Now for me personally, the performance left me confused in many ways. Adam had until then always seemed in control, he had planned his idol path meticulously and had thought through details of audience perception, or the arch of his whole run on the show in ways that I had never seen in any other contestant. He had then performed on the idol tour and was supreme in handling both the sexual playfulness the audience engaged him in, as well as the media, as well as difficult situations (i.e. the sex toy projectile thrown at him). There was an instinctive ease with which he was able to handle it all. He even played the dominant guy really well on the idol tour, so I was not worried when he took on that character for the amas. I thought he knew how to play that role with his usual tongue in cheek kind of playful way.
Out comes at the Amas this guy who was playing more sleezy than dominant, seemed scary and violent and it looked so real, like he was not playing at all, and I realized that to those millions, who were not idol watchers, it must have been a shock, because Adam gave no indication that he was introducing a character and not introducing himself. And then all the stuff happened (fall, off pitch notes, frantic action, overly aggressive face on crotch as well as very 'let me eat your face' - kind of kiss and that finger and I just went ' wow', this did not go well and will hurt his career rather than bring in new fans and I was stunned. Not because of what happened, I was not shocked at the sexual acts, I was shocked, because I was missing that guy that was so smart, so measured in his judgement, the guy who could do everything with a wink or a smile, if needed. And I did not quite understand where that Adam from the previous 8 months had been all of a sudden.
I needed two things to reconcile this one for me, one was Adam's own explanation that it was too much adrenaline that made him go that far, and then this tape of his earlier rehearsal
www.youtube.com/watch?v=4qEF2PhKx2I that showed me how different it was intended to go down, and I realized that Adam in the spur of the moment had just acted and not realized how
much further out he had stepped from what had been planned and choreographed.
I realized over time that in spite of all his analytics, Adam was also a very emotional kind of person, somebody who could be fueled by what Out magazine had done to him, or what he perceived as an injustice towards gays, or more generally towards male performers, or what his fans said, or Gaga did, or whatever, and he could just act on it. Eventually, I learned to understand how much Adam was a very intense kind of person, whose intensity could blow up, even though we had never seen it until then. It is something he is capable of, and it just happened at that strange cross-point in time, where he was going to be severely misunderstood on a personal level, but yet have done something courageous and far reaching for the further development of the gay movement in the US.
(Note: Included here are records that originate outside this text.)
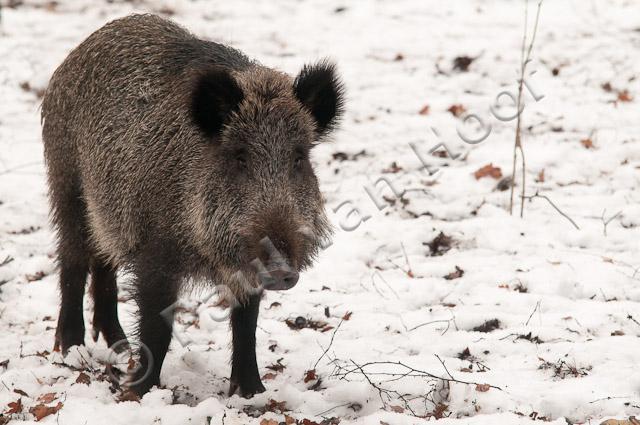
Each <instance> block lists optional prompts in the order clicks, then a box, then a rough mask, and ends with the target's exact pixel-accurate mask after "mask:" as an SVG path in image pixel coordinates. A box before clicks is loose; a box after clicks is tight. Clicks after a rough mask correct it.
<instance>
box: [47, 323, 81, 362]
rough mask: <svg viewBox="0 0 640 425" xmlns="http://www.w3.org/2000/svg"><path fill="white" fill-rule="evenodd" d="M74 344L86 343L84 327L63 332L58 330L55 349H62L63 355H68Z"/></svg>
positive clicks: (66, 330)
mask: <svg viewBox="0 0 640 425" xmlns="http://www.w3.org/2000/svg"><path fill="white" fill-rule="evenodd" d="M74 345H84V329H75V328H73V329H69V330H65V331H62V332H60V331H59V332H56V341H55V345H54V346H53V351H62V354H63V355H65V356H66V355H67V353H68V352H69V349H70V348H71V347H73V346H74Z"/></svg>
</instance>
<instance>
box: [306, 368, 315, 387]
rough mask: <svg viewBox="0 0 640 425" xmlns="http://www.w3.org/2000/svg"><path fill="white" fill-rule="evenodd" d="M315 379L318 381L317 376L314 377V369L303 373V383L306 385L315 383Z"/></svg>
mask: <svg viewBox="0 0 640 425" xmlns="http://www.w3.org/2000/svg"><path fill="white" fill-rule="evenodd" d="M316 379H318V376H317V375H316V370H315V369H309V370H308V371H306V372H305V374H304V383H305V384H306V383H307V382H309V381H315V380H316Z"/></svg>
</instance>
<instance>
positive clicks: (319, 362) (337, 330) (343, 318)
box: [313, 317, 344, 369]
mask: <svg viewBox="0 0 640 425" xmlns="http://www.w3.org/2000/svg"><path fill="white" fill-rule="evenodd" d="M342 322H344V317H343V318H342V319H341V320H340V323H338V326H336V328H335V330H334V331H333V335H331V340H330V341H329V345H328V346H327V348H326V349H325V350H324V351H323V353H322V355H321V356H320V357H319V358H318V360H316V363H315V364H314V365H313V368H314V369H315V368H316V367H318V363H320V360H322V359H323V358H324V356H326V355H327V353H328V352H329V349H330V348H331V345H333V339H334V338H335V337H336V333H338V329H340V326H341V325H342Z"/></svg>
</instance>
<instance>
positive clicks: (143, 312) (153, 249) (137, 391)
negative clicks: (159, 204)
mask: <svg viewBox="0 0 640 425" xmlns="http://www.w3.org/2000/svg"><path fill="white" fill-rule="evenodd" d="M145 251H146V252H145V253H143V254H142V255H140V256H139V257H138V258H137V259H136V261H135V262H134V273H135V280H136V281H135V285H134V299H135V301H136V303H137V304H138V310H139V322H138V337H139V342H140V350H139V354H140V364H139V365H138V369H137V370H136V371H135V373H134V374H133V376H132V382H131V384H130V386H131V389H132V390H133V391H134V392H136V393H137V394H138V395H143V394H145V393H146V392H148V391H149V390H150V389H151V387H153V386H154V385H158V386H159V385H160V371H161V369H162V363H163V362H164V358H165V356H166V354H167V350H168V349H169V343H170V342H171V331H172V327H173V305H174V304H175V302H176V300H177V294H178V289H179V283H180V277H179V272H178V269H177V267H178V264H179V262H178V260H177V258H176V255H175V254H174V251H173V250H172V249H171V245H169V244H162V243H154V244H153V246H150V247H147V249H146V250H145Z"/></svg>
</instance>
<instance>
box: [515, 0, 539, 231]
mask: <svg viewBox="0 0 640 425" xmlns="http://www.w3.org/2000/svg"><path fill="white" fill-rule="evenodd" d="M541 6H542V0H539V1H538V10H537V11H536V19H535V22H534V24H533V34H532V35H531V41H530V42H529V45H528V47H527V25H528V22H529V1H528V0H524V31H523V36H522V48H521V50H520V79H519V80H518V100H517V102H516V108H517V111H518V113H517V119H516V139H515V143H514V145H513V168H512V171H511V198H510V202H509V214H512V215H513V192H514V187H515V181H516V160H517V157H518V151H520V159H521V163H522V194H521V196H520V217H521V218H522V217H523V216H524V199H525V197H524V194H525V187H526V184H525V183H526V170H527V168H526V162H525V156H524V149H523V147H522V131H521V128H522V110H523V109H524V106H523V104H522V91H523V88H524V76H525V73H526V70H527V65H528V64H529V62H530V61H531V51H532V50H533V44H534V43H535V41H536V34H537V33H538V21H539V19H540V8H541Z"/></svg>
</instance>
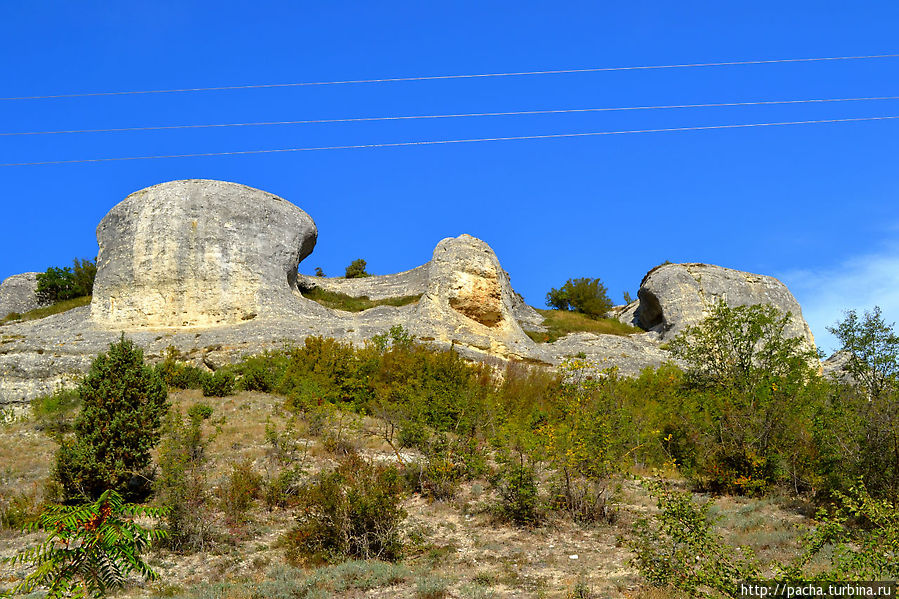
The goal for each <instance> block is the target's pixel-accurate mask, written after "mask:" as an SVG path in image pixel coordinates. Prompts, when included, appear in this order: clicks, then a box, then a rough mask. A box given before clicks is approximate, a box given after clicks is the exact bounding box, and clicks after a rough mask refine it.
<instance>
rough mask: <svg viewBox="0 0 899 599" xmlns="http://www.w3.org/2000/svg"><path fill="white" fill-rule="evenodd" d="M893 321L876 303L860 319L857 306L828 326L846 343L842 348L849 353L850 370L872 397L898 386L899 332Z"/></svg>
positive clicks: (893, 389)
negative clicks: (842, 316)
mask: <svg viewBox="0 0 899 599" xmlns="http://www.w3.org/2000/svg"><path fill="white" fill-rule="evenodd" d="M894 326H895V323H893V324H886V322H884V320H883V316H882V314H881V312H880V307H879V306H875V307H874V310H873V311H871V312H865V315H864V317H863V318H862V319H861V320H859V317H858V315H857V314H856V313H855V310H848V311H847V312H846V318H845V319H843V321H842V322H839V323H837V325H836V326H834V327H828V328H827V330H828V331H829V332H830V333H832V334H834V335H836V337H837V339H839V340H840V343H841V344H842V347H841V351H844V352H847V353H848V354H849V362H848V364H847V370H848V371H849V374H851V375H852V377H853V378H854V379H855V380H856V381H858V383H859V384H860V385H862V387H863V388H864V389H865V390H866V391H867V392H868V395H869V396H870V397H872V398H878V397H880V396H881V395H883V394H885V393H889V392H890V391H891V390H894V389H895V388H896V385H897V383H899V380H897V377H899V335H897V334H896V333H895V331H894V330H893V327H894Z"/></svg>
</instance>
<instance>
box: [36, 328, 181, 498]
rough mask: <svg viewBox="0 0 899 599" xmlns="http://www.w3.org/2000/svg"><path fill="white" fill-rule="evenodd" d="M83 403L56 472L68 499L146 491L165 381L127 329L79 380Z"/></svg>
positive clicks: (55, 469)
mask: <svg viewBox="0 0 899 599" xmlns="http://www.w3.org/2000/svg"><path fill="white" fill-rule="evenodd" d="M78 395H79V396H80V397H81V401H82V407H81V412H80V413H79V415H78V418H77V419H76V420H75V427H74V428H75V436H74V438H73V439H66V440H65V441H64V442H63V444H62V445H61V447H60V448H59V451H58V452H57V454H56V466H55V469H54V473H53V474H54V477H55V479H56V480H57V481H58V482H59V483H60V484H61V486H62V490H63V494H64V498H65V499H66V500H67V501H72V500H74V499H77V498H81V497H87V498H90V499H94V498H97V497H99V496H100V494H101V493H103V492H104V491H105V490H106V489H114V490H116V491H117V492H120V493H123V494H131V495H135V494H140V492H141V491H142V490H143V488H144V485H143V484H142V483H141V482H140V478H139V474H140V473H141V471H143V470H145V469H147V468H148V467H149V465H150V451H151V450H152V449H153V447H155V446H156V444H157V443H158V442H159V437H160V426H161V424H162V422H161V419H162V416H163V415H164V414H165V411H166V409H167V407H168V406H167V401H166V399H167V392H166V388H165V385H164V384H163V382H162V380H161V379H160V378H159V375H158V374H157V373H156V371H155V370H154V369H152V368H150V367H149V366H147V365H145V364H144V359H143V352H142V351H141V350H140V349H139V348H138V347H136V346H135V345H134V343H133V342H131V341H130V340H129V339H126V338H125V336H124V334H123V335H122V338H121V340H120V341H119V342H118V343H114V344H111V345H110V346H109V351H108V352H107V353H102V354H100V355H98V356H97V357H96V358H95V359H94V361H93V363H92V364H91V368H90V372H88V374H87V375H86V376H85V377H84V379H82V381H81V383H80V384H79V385H78Z"/></svg>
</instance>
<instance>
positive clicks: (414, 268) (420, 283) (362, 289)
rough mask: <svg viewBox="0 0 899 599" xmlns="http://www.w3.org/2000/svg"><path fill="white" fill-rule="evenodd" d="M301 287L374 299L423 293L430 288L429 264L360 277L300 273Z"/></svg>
mask: <svg viewBox="0 0 899 599" xmlns="http://www.w3.org/2000/svg"><path fill="white" fill-rule="evenodd" d="M299 284H300V287H303V286H306V287H319V288H321V289H325V290H327V291H336V292H338V293H343V294H346V295H349V296H352V297H367V298H368V299H372V300H379V299H385V298H389V297H405V296H409V295H421V294H422V293H424V292H425V291H427V289H428V265H427V264H423V265H421V266H419V267H417V268H413V269H412V270H407V271H405V272H400V273H396V274H391V275H372V276H370V277H362V278H359V279H345V278H343V277H310V276H309V275H299Z"/></svg>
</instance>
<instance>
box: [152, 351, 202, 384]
mask: <svg viewBox="0 0 899 599" xmlns="http://www.w3.org/2000/svg"><path fill="white" fill-rule="evenodd" d="M163 356H164V357H163V360H162V362H160V363H158V364H157V365H156V366H155V368H156V372H157V373H158V374H159V376H160V377H161V378H162V381H163V382H164V383H165V384H166V385H167V386H168V387H172V388H174V389H202V387H203V381H204V380H205V379H206V378H208V376H209V373H207V372H206V371H204V370H201V369H199V368H197V367H196V366H193V365H191V364H188V363H186V362H182V361H181V360H180V359H179V358H180V357H181V353H180V352H179V351H178V350H177V349H176V348H175V347H174V346H171V345H170V346H169V347H167V348H166V350H165V352H164V353H163Z"/></svg>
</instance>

Adam's path is a guided one, I am convinced of that. There is some strange destiny involved here, it is supposed to happen in the way it does. I may not understand all the pieces, but I do understand the overall picture. He is one brave fellow and he needs all the support ahe can get and I am sure he will achieve the longevity he is dreaming of, the success will keep building and he will leave behind a legacy for all that he stands for in the end. To be honest, I am more sure about that part of his career than I am about where he is ultimately headed musically. Because I do believe that those chapters have somehow not written themselves yet, to date.